The main US envoy at talks on North Korea's nuclear weapons program urged delegates yesterday to start hashing out the substantive details of the communist nation's disarmament or risk making no real progress at this round.
Before the start of the third day of six-nation meetings, US Assistant Secretary of State Christopher Hill was cautious about the prospects for the negotiations.
"At this point I don't want to say I am pessimistic or optimistic," Hill told reporters. "I just don't know where we are going to end up or when we are going to end up."
More than three years of meetings have failed to prevent North Korea from continuing to develop its nuclear program, culminating in the communist nation's first-ever atomic detonation on Oct. 9.
No end date has been set for this week's talks, but Hill stressed that delegates from the six countries -- China, Japan, Russia, the US and the two Koreas -- should start working on a draft agreement if they hope to make any progress.

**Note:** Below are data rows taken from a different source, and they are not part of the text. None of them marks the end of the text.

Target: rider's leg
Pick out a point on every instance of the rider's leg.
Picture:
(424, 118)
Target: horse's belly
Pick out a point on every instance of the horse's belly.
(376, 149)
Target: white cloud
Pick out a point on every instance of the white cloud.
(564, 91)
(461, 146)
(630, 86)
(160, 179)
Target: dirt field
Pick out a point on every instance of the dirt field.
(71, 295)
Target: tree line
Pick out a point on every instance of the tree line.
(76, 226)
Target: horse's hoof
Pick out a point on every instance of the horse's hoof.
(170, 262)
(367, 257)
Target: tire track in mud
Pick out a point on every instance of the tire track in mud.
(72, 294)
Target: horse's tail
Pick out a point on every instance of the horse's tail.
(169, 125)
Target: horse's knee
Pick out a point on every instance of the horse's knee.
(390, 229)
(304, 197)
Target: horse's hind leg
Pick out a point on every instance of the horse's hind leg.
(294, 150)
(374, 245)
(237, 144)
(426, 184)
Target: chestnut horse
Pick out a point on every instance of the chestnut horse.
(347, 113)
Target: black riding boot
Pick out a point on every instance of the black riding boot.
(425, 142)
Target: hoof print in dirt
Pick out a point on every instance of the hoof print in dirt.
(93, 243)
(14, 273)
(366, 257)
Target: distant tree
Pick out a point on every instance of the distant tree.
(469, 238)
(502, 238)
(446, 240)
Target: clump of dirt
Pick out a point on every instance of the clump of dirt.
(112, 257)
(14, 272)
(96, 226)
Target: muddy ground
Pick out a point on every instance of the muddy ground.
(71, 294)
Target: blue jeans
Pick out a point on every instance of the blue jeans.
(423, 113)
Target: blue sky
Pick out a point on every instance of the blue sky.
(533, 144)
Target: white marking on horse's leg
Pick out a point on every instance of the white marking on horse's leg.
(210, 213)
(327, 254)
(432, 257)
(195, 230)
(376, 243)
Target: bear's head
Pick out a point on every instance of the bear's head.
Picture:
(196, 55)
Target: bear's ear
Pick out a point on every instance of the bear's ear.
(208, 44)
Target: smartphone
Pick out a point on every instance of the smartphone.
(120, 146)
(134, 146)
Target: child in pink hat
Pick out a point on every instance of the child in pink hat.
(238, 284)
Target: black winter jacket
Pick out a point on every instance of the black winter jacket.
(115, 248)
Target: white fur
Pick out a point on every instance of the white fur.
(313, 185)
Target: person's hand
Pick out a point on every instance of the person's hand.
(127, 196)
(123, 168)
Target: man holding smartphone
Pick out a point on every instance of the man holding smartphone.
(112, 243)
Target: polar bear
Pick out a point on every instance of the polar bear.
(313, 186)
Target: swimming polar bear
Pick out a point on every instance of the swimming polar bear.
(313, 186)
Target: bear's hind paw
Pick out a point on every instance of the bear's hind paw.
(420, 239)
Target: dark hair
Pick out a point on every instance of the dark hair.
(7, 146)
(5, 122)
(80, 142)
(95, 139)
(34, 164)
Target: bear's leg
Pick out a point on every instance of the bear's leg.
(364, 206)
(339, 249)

"If we are going to get to the end of the week and have something tangible, I think we probably need to be working at something on paper in the very near future," he said.
Hill has declined to release details of any US proposals to the North, but a news report yesterday said the US had outlined a process whereby Pyongyang would first freeze its nuclear program, followed by inspections and eventual dismantlement.
Washington would be willing to give the North a written security guarantee -- a pledge that it wouldn't seek to topple the regime by force -- as soon as it allows the return of international nuclear inspectors, South Korea's Yonhap news agency said, citing "diplomatic sources" at the talks.
South Korean nuclear negotiator Chun Yung-woo declined to confirm specifics, but said the ideas were simply "an official detailed and concrete proposal" of what the sides had previously discussed.
Hill was to hold a second one-on-one meeting with the North Koreans later yesterday, and all chief delegates were expected to gather yesterday afternoon with Chinese Foreign Minister Li Zhaoxing (
The North began this week's talks restating a catalog of its long-held demands, emboldened as many experts predicted by its confirmed nuclear status -- and raising doubts about an imminent resolution of the standoff that began in late 2002.
Chun said yesterday there was still "quite a gap in opinions between the related countries."
"Today, we hope to begin real discussions on narrowing that gap," he said. "Every party has shown their cards and we are discussing how each party would prioritize" their demands.
US and North Korean financial experts met for five hours yesterday for a second time separately from the arms talks to discuss the financial sanctions issue.